Il est classique de dire : « De nos jours on ne lit plus – les jeunes surtout -, à cause de la télévision ». Ou encore : « J’ai beaucoup à lire. Je n’ai pas le temps de suivre la télévision ».
De telles affirmations suggèrent une incompatibilité entre la littérature et la petite lucarne. Cette apparence d’exclusion mutuelle se fonde sur un caractère commun : la chronophagie.

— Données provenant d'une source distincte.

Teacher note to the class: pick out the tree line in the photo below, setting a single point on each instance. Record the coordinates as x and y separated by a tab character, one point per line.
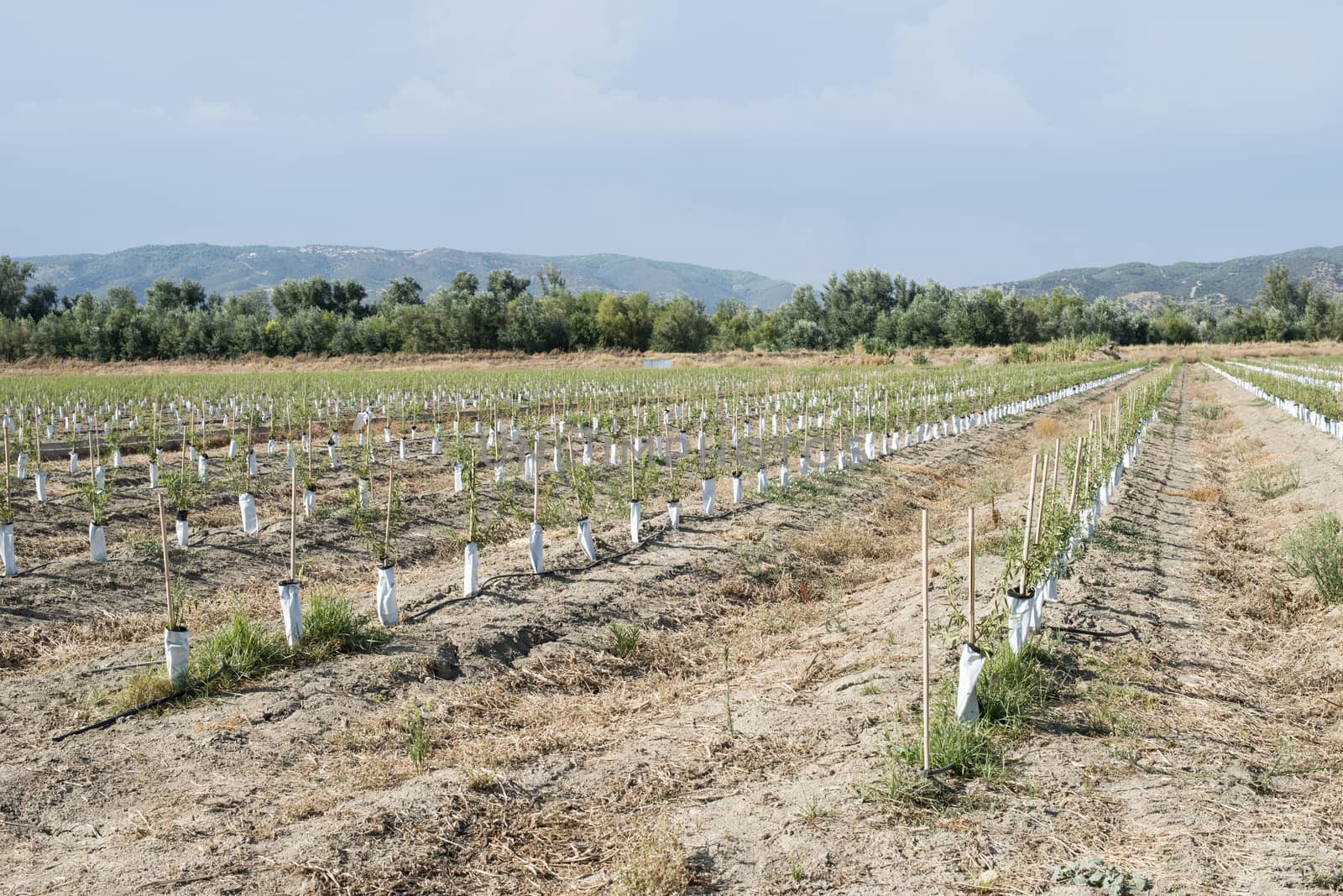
877	310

En effet, la lecture – a fortiori l’écriture -, requièrent du temps. Également, par leur contenu volontairement alléchant, les programmes cathodiques semblent une bonne manière de « tuer le temps «. Et quel temps ! Beaucoup d’entre nous ont brûlé des heures – parfois des journées entières – sans s’en rendre compte devant la télévision ! Il en est ainsi car, celle-ci ne suggère qu’un effort passif : suivre ; tandis que la lecture et l’écriture obligent à plus, évidemment. D’où la préférence de l’écran, chez les partisans du moindre effort. Ajouté à cela l’addiction qu’il suscite chez certains téléspectateurs. A mesure qu’ils suivent des matches de sport, des telenovelas ou la téléréalité, naissent chez beaucoup une appétence aux mondanités, un désir de ressembler aux « stars «. Ce qui les accoutume à la télévision et les éloigne durablement de la lecture. Or, la pratique régulière de celle-ci s’accommode mal de longues heures consacrées à autre chose, en l’occurrence les images. D’où l’incompatibilité supposée entre la littérature et la télévision. Cependant, même factuel, ce constat n’est pas absolu à moins d’un rétrécissement du champ des possibles. Il faut, par conséquent, entrevoir une dialectique structurelle entre les livres et la télévision.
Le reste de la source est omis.